Search code examples
stringmatlabfindcharactercell-array

Matlab. Find the indices of a cell array of strings with characters all contained in a given string (without repetition)


I have one string and a cell array of strings.

str = 'actaz';
dic = {'aaccttzz', 'ac', 'zt', 'ctu', 'bdu', 'zac', 'zaz', 'aac'};

I want to obtain:

idx = [2, 3, 6, 8];

I have written a very long code that:

  1. finds the elements with length not greater than length(str);
  2. removes the elements with characters not included in str;
  3. finally, for each remaining element, checks the characters one by one

Essentially, it's an almost brute force code and runs very slowly. I wonder if there is a simple way to do it fast.

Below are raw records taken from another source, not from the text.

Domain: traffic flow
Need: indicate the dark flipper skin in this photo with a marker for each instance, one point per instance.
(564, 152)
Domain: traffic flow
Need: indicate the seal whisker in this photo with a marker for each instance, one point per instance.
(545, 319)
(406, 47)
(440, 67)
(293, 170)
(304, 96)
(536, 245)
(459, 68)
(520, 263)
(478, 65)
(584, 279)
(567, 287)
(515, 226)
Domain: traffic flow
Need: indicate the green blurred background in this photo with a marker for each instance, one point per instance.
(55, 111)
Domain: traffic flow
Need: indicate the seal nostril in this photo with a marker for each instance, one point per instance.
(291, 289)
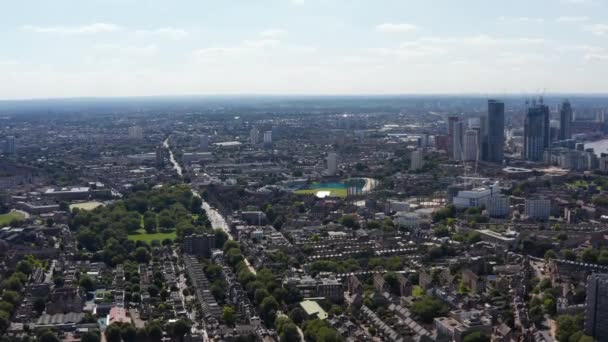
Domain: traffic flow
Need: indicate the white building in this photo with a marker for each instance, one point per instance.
(416, 160)
(498, 205)
(204, 143)
(136, 132)
(254, 136)
(11, 147)
(332, 163)
(471, 144)
(268, 138)
(538, 208)
(477, 197)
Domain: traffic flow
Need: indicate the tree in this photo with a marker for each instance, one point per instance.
(86, 282)
(153, 290)
(289, 333)
(128, 333)
(228, 315)
(180, 329)
(155, 332)
(268, 309)
(113, 333)
(476, 336)
(142, 255)
(567, 325)
(90, 336)
(39, 305)
(589, 256)
(150, 222)
(349, 221)
(550, 254)
(427, 308)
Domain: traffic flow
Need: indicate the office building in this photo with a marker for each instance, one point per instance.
(494, 130)
(136, 132)
(538, 208)
(199, 245)
(416, 160)
(565, 121)
(536, 132)
(471, 145)
(596, 308)
(10, 148)
(268, 138)
(498, 206)
(204, 143)
(332, 163)
(254, 136)
(457, 140)
(452, 121)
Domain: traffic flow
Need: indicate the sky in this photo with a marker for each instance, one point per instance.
(75, 48)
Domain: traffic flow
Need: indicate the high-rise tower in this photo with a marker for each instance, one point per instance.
(565, 121)
(536, 132)
(494, 131)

NB: I have just edited the question to make clear that characters can be repeated n times if they appear n times in str. Thanks Shai for pointing it out.


Solution

  • You can sort the strings and then match them using regular expression. For your example the pattern will be ^a{0,2}c{0,1}t{0,1}z{0,1}$:

    u = unique(str);
    t = ['^' sprintf('%c{0,%d}', [u; histc(str,u)]) '$']; 
    s = cellfun(@sort, dic, 'uni', 0);
    idx = find(~cellfun('isempty', regexp(s, t)));